TL;DR: yes, yes, and yes.
FWIW, here's a real Sieve of Eratosthenes:
def sieve(n: Int) = (2 to math.sqrt(n).toInt).foldLeft((2 to n).toSet) { (ps, x) =>
if (ps(x)) ps -- (x * x to n by x)
else ps
}
Here's an infinite stream of primes using a variation on the Sieve of Eratosthenes that preserves its fundamental properties:
case class Cross(next: Int, incr: Int)
def adjustCrosses(crosses: List[Cross], current: Int) = {
crosses map {
case cross # Cross(`current`, incr) => cross copy (next = current + incr)
case unchangedCross => unchangedCross
}
}
def notPrime(crosses: List[Cross], current: Int) = crosses exists (_.next == current)

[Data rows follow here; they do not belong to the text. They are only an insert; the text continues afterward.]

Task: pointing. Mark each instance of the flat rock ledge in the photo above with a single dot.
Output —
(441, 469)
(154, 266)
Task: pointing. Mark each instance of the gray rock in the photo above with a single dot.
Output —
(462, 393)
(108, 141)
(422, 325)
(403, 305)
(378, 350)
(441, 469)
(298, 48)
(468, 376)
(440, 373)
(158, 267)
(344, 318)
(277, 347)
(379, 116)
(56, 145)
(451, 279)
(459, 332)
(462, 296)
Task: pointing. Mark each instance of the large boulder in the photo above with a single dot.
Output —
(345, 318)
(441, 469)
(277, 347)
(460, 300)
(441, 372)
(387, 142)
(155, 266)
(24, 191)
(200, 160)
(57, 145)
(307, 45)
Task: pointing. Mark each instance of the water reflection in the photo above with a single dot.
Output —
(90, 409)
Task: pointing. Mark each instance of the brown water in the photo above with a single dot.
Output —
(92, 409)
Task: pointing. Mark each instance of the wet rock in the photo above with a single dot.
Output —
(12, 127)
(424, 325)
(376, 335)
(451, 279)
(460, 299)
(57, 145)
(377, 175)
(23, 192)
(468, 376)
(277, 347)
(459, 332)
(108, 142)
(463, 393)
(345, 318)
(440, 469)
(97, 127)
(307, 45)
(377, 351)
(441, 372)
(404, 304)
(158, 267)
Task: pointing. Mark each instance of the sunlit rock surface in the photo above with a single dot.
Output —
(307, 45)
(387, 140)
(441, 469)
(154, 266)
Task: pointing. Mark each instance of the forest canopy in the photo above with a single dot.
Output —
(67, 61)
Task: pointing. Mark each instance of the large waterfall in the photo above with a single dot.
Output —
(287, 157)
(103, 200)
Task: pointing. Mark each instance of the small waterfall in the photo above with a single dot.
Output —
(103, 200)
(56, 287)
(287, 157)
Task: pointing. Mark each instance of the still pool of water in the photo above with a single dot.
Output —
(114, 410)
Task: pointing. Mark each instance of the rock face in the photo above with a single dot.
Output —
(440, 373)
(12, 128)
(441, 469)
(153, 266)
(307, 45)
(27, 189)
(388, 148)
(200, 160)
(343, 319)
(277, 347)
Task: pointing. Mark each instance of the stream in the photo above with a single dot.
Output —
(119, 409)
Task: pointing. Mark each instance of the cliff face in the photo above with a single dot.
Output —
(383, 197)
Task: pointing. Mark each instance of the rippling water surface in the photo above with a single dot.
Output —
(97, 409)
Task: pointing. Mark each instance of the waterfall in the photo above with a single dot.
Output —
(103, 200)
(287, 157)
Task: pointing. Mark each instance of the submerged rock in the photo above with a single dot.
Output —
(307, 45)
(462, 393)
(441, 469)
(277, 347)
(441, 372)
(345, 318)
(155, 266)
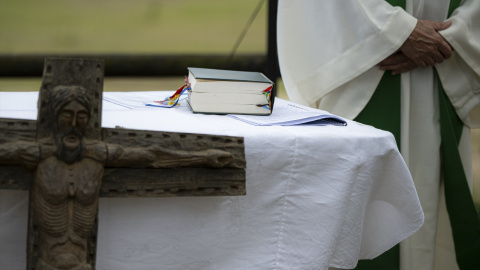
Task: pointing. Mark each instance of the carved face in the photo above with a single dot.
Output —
(71, 120)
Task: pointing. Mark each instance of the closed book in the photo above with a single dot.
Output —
(230, 92)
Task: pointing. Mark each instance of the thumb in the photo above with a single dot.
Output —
(439, 26)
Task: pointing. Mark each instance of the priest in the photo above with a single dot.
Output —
(411, 67)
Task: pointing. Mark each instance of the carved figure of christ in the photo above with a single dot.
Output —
(71, 166)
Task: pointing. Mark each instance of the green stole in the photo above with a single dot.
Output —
(383, 112)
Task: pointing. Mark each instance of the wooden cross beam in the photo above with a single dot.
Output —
(67, 161)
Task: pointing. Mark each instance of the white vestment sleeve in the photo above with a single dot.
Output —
(460, 75)
(360, 33)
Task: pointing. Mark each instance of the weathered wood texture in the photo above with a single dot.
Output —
(69, 161)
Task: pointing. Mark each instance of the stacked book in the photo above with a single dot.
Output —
(230, 92)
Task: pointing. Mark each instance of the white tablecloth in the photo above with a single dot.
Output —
(317, 196)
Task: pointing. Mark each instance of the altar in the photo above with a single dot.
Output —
(317, 197)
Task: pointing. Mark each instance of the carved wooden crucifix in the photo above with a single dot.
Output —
(68, 161)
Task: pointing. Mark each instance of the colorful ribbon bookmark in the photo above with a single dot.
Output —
(267, 92)
(172, 101)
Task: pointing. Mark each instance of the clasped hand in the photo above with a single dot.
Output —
(424, 47)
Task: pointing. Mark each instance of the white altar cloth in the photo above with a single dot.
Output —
(317, 196)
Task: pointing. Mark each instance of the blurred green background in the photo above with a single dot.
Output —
(138, 27)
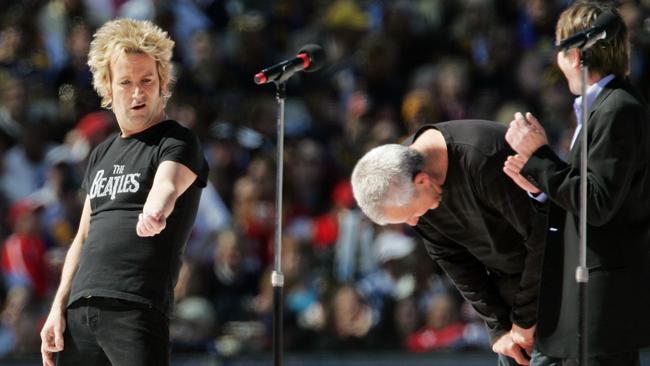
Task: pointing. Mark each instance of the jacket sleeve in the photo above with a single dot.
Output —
(616, 148)
(471, 279)
(514, 205)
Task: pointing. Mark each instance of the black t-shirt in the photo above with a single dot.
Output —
(115, 262)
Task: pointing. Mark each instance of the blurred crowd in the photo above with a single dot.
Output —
(391, 67)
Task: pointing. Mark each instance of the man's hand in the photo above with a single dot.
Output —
(150, 223)
(512, 167)
(526, 135)
(525, 338)
(506, 346)
(52, 336)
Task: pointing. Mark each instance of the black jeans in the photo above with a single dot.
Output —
(106, 331)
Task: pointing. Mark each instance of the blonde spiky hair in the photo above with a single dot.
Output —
(129, 36)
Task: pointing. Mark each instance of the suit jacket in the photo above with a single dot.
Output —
(618, 233)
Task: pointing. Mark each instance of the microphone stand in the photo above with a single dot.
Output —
(277, 278)
(582, 273)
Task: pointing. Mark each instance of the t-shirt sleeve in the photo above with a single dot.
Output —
(182, 146)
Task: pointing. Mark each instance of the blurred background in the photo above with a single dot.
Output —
(354, 292)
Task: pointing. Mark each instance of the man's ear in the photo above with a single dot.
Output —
(574, 55)
(421, 178)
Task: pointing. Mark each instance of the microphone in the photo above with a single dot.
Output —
(604, 27)
(310, 58)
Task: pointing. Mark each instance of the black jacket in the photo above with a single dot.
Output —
(618, 233)
(485, 234)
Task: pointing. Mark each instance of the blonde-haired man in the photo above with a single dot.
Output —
(142, 190)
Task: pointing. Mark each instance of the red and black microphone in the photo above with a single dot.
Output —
(310, 58)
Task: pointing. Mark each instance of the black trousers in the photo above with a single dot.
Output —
(113, 332)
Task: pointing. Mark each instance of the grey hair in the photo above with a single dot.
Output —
(384, 177)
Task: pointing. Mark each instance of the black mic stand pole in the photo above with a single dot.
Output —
(277, 278)
(582, 273)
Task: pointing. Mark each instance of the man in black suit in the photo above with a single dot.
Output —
(618, 204)
(446, 182)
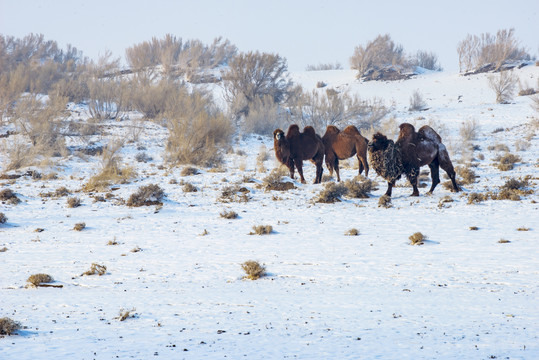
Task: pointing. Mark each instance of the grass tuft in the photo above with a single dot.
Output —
(8, 326)
(417, 238)
(253, 270)
(96, 269)
(262, 230)
(38, 279)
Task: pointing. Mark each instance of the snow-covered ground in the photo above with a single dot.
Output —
(461, 295)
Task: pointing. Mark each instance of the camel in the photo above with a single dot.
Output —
(342, 145)
(405, 156)
(295, 147)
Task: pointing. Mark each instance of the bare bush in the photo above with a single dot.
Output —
(198, 132)
(262, 230)
(253, 270)
(504, 85)
(417, 238)
(147, 195)
(106, 90)
(320, 109)
(252, 76)
(378, 53)
(417, 103)
(426, 60)
(8, 326)
(96, 268)
(488, 52)
(324, 67)
(38, 279)
(332, 193)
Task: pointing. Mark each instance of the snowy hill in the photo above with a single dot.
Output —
(469, 292)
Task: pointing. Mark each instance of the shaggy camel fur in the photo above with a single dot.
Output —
(295, 147)
(411, 151)
(342, 145)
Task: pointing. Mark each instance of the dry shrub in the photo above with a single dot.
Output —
(8, 326)
(112, 172)
(253, 270)
(126, 314)
(188, 187)
(499, 147)
(262, 230)
(79, 226)
(504, 85)
(189, 170)
(332, 193)
(384, 201)
(234, 193)
(417, 238)
(38, 279)
(507, 162)
(96, 269)
(147, 195)
(274, 181)
(7, 196)
(229, 214)
(73, 202)
(475, 198)
(198, 131)
(467, 175)
(360, 187)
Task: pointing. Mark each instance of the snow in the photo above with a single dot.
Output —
(461, 295)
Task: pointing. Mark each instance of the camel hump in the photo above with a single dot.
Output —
(309, 130)
(332, 129)
(351, 130)
(293, 130)
(428, 133)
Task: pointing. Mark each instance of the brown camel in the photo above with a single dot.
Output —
(411, 151)
(342, 145)
(295, 147)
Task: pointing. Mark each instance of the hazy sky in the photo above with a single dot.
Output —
(305, 32)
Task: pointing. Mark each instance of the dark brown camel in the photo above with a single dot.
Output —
(411, 151)
(295, 147)
(342, 145)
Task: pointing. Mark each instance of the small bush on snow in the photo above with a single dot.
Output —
(147, 195)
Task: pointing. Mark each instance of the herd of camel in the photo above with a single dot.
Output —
(412, 150)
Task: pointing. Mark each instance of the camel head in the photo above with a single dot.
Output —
(278, 135)
(379, 142)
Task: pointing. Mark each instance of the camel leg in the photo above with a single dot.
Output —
(299, 166)
(389, 188)
(290, 166)
(336, 166)
(412, 177)
(434, 174)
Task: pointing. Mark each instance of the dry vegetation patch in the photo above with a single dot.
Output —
(147, 195)
(262, 230)
(417, 238)
(8, 197)
(253, 270)
(8, 326)
(332, 193)
(79, 226)
(96, 269)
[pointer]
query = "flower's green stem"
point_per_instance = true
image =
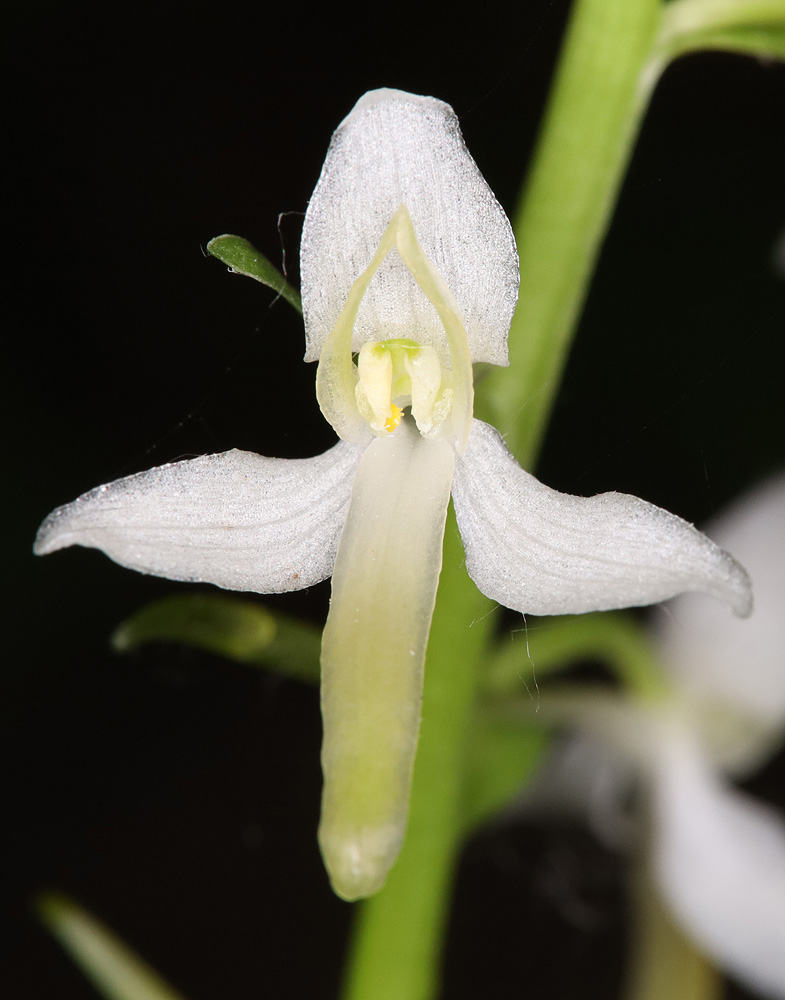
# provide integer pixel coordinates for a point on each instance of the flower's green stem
(596, 106)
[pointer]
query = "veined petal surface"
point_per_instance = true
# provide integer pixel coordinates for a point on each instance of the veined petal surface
(718, 658)
(542, 552)
(238, 520)
(373, 651)
(720, 862)
(398, 149)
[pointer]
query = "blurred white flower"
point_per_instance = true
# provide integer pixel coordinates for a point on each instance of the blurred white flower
(717, 855)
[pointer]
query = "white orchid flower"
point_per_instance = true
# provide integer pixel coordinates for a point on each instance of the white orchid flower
(717, 855)
(409, 274)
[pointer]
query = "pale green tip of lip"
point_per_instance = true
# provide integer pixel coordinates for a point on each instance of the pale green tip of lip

def sieve(s: Stream[Int], crosses: List[Cross]): Stream[Int] = {
val current #:: rest = s
if (notPrime(crosses, current)) sieve(rest, adjustCrosses(crosses, current))
else current #:: sieve(rest, Cross(current * current, current) :: crosses)
}
def primes = sieve(Stream from 2, Nil)
This is somewhat difficult to use, however, since each element of the Stream is composed using the crosses list, which has as many numbers as there have been primes up to a number, and it seems that, for some reason, these lists are being kept in memory for each number in the Stream.
For example, prompted by a comment, primes take 6000 contains 56993 would throw a GC exception whereas primes drop 5000 take 1000 contains 56993 would return a result rather fast on my tests.